The news site published an excerpt from the video, but refrained from citing the more explicit portions.
“Tell her to strip off her robe and lie there naked,” Fox quoted from the video. “Take his breath with your kisses, show him what a woman is – He drew close, Shamat touched him on the thigh.”
“It’s described very slowly and it takes a while to get all these details out and we just feel like there were so many opportunities for the video to have been stopped by the teacher and it just wasn’t,” parent Katie May told the news site.
David Burrage, a father of two students in the class, also complained about the graphic video.
“It’s questionable whether (the teacher) did it intentionally or unintentionally, but it shouldn’t matter,” he said.
Principal Laura Hollingsworth did not identify the teacher, but said she removed him from the classroom while school officials investigate the incident, according to a letter sent to parents. She said the teacher made a mistake, but would not discuss his status with Fox.
May and other parents, however, claim Hollingsworth did not take action until parents voiced their concerns. They’ve also taken matters into their own hands.
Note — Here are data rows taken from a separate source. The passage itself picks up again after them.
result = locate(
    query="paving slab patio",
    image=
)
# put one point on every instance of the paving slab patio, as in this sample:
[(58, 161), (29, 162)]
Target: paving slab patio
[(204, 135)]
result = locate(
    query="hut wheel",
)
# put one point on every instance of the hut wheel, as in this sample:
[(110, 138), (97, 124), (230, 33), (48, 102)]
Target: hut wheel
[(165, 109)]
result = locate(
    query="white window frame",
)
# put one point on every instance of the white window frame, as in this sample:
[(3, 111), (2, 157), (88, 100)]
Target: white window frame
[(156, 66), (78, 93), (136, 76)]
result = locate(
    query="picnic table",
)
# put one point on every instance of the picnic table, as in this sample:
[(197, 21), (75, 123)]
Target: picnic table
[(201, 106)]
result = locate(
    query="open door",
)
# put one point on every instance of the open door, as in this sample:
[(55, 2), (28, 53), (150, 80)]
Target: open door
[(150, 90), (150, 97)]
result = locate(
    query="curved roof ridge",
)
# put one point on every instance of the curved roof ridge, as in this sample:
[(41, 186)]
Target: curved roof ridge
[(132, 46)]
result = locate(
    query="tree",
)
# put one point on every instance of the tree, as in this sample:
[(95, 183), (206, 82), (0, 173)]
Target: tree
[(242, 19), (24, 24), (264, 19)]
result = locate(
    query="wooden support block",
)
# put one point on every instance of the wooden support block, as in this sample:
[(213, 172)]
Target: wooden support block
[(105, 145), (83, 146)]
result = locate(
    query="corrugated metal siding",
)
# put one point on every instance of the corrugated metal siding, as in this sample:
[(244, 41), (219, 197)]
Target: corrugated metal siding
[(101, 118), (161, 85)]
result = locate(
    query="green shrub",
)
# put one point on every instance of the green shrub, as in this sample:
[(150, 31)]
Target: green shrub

May contacted Connecticut State Police to file a complaint against the teacher, and others are considering legal action, Fox reports.
“For my daughter, that was a big deal,” May said. “That was something she was not used to hearing. It made her uncomfortable; she doesn’t want to go back to school.”
“I don’t want my daughter in this guy’s class,” Burrage said. “… I don’t care if it’s a one-time event or not. I mean, it should be a zero-tolerance policy on stuff like this.”
The teacher who showed the video did not return Fox’s request for comment, and school officials wouldn’t discuss how he mistakenly showed the nine-minute video.
Those who commented on the issue on Facebook had mixed reactions.
“This is not newsworthy. I promise those kids are saying and hearing much worse things amongst themselves and from listening to their parents speak,” Jillian Mango posted. “This man is a human being who made an honest mistake in a world where people think they are perfect. There are bigger things to worry about our children listening to than an old poem.”
Mango went on to recall school field trips when she would giggle with other students at old “graphic” art, and noted that her and her classmates were not traumatized by it.
Melanie Osuch countered Mango’s point.
“The difference is Jillian, is that we grew up in a different time and a different place. Most of us grew up without the benefit of computers, the internet, cell phones, and social media. So what we did wasn’t tracked all over the world,” she posted.
“Things change, you have to make sure that your kids are protected, but at the same time not making them afraid of the world. I do not think that this is an appropriate lesson for someone who is only 11 or 12 years old. Sorry.”